Class DataSampler


  • public class DataSampler
    extends java.lang.Object
    The DataSampler is a global (per SDK Harness) object that facilitates taking and returning samples to the Runner Harness. The class is thread-safe with respect to executing ProcessBundleDescriptors. Meaning, different threads executing different PBDs can sample simultaneously, even if computing the same logical PCollection.
    • Constructor Summary

      Constructors 
      Constructor Description
      DataSampler()
      Creates a DataSampler to sample every 1000 elements while keeping a maximum of 10 in memory.
      DataSampler​(int maxSamples, int sampleEveryN, java.lang.Boolean onlySampleExceptions)  
      DataSampler​(java.lang.Boolean onlySampleExceptions)
      Creates a DataSampler to sample every 1000 elements while keeping a maximum of 10 in memory.
    • Method Summary

      All Methods Static Methods Instance Methods Concrete Methods 
      Modifier and Type Method Description
      static DataSampler create​(org.apache.beam.sdk.options.PipelineOptions options)
      Optionally returns a DataSampler if the experiment "enable_data_sampling" is present or "enable_always_on_exception_sampling" is present.
      org.apache.beam.model.fnexecution.v1.BeamFnApi.InstructionResponse.Builder handleDataSampleRequest​(org.apache.beam.model.fnexecution.v1.BeamFnApi.InstructionRequest request)
      Returns all collected samples.
      <T> OutputSampler<T> sampleOutput​(java.lang.String pcollectionId, org.apache.beam.sdk.coders.Coder<T> coder)
      Creates and returns a class to sample the given PCollection in the given ProcessBundleDescriptor.
      • Methods inherited from class java.lang.Object

        clone, equals, finalize, getClass, hashCode, notify, notifyAll, toString, wait, wait, wait
    • Constructor Detail

      • DataSampler

        public DataSampler()
        Creates a DataSampler to sample every 1000 elements while keeping a maximum of 10 in memory.
      • DataSampler

        public DataSampler​(java.lang.Boolean onlySampleExceptions)
        Creates a DataSampler to sample every 1000 elements while keeping a maximum of 10 in memory.
        Parameters:
        onlySampleExceptions - If true, only samples elements from exceptions.
      • DataSampler

        public DataSampler​(int maxSamples,
                           int sampleEveryN,
                           java.lang.Boolean onlySampleExceptions)
        Parameters:
        maxSamples - Sets the maximum number of samples held in memory at once.
        sampleEveryN - Sets how often to sample.
    • Method Detail

      • create

        @Nullable
        public static DataSampler create​(org.apache.beam.sdk.options.PipelineOptions options)
        Optionally returns a DataSampler if the experiment "enable_data_sampling" is present or "enable_always_on_exception_sampling" is present. Returns null is data sampling is not enabled or "disable_always_on_exception_sampling" experiment is given.
        Parameters:
        options - the pipeline options given to this SDK Harness.
        Returns:
        the DataSampler if enabled or null, otherwise.
      • sampleOutput

        public <T> OutputSampler<T> sampleOutput​(java.lang.String pcollectionId,
                                                 org.apache.beam.sdk.coders.Coder<T> coder)
        Creates and returns a class to sample the given PCollection in the given ProcessBundleDescriptor. Uses the given coder encode samples as bytes when responding to a SampleDataRequest.

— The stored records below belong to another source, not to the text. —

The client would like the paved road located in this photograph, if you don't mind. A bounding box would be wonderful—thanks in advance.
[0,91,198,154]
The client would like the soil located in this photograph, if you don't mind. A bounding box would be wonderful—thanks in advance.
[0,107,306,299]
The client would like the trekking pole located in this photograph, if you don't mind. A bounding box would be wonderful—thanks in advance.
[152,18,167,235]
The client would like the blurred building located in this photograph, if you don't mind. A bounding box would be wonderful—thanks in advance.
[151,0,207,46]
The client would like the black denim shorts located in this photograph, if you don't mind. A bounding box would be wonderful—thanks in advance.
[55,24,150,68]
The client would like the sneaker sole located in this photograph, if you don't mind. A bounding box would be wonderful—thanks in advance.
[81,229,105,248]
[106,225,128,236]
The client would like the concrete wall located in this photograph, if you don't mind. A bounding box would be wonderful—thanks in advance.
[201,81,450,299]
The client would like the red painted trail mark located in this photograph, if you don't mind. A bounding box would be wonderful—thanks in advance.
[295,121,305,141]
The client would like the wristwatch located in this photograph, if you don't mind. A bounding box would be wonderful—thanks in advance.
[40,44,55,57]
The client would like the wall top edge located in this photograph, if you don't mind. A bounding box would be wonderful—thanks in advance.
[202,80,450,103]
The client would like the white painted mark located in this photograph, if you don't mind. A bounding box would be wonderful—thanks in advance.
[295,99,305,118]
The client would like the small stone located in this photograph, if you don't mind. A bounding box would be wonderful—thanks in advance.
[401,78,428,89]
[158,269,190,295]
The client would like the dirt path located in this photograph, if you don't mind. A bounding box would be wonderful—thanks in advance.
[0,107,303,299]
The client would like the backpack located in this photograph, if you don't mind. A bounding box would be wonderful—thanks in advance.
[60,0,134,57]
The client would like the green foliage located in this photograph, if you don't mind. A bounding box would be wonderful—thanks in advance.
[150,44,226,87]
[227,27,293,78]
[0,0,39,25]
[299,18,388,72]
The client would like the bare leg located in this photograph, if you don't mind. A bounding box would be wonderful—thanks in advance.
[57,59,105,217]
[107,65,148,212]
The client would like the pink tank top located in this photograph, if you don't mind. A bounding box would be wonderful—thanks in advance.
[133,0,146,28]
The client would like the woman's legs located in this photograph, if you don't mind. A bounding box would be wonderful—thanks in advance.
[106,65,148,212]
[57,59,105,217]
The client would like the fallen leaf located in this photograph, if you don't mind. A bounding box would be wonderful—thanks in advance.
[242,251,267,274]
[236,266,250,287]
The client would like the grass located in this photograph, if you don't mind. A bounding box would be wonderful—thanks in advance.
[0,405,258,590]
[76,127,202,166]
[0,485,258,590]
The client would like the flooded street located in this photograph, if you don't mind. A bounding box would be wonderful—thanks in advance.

        Invoked by multiple bundle processing threads in parallel when a new bundle processor is being instantiated.

        Type Parameters:
        T - The type of element contained in the PCollection.
        Parameters:
        pcollectionId - The PCollection to take intermittent samples from.
        coder - The coder associated with the PCollection. Coder may be from a nested context.
        Returns:
        the OutputSampler corresponding to the unique PBD and PCollection.
      • handleDataSampleRequest

        public org.apache.beam.model.fnexecution.v1.BeamFnApi.InstructionResponse.Builder handleDataSampleRequest​(org.apache.beam.model.fnexecution.v1.BeamFnApi.InstructionRequest request)
        Returns all collected samples. Thread-safe.
        Parameters:
        request - The instruction request from the FnApi. Filters based on the given SampleDataRequest.
        Returns:
        Returns all collected samples.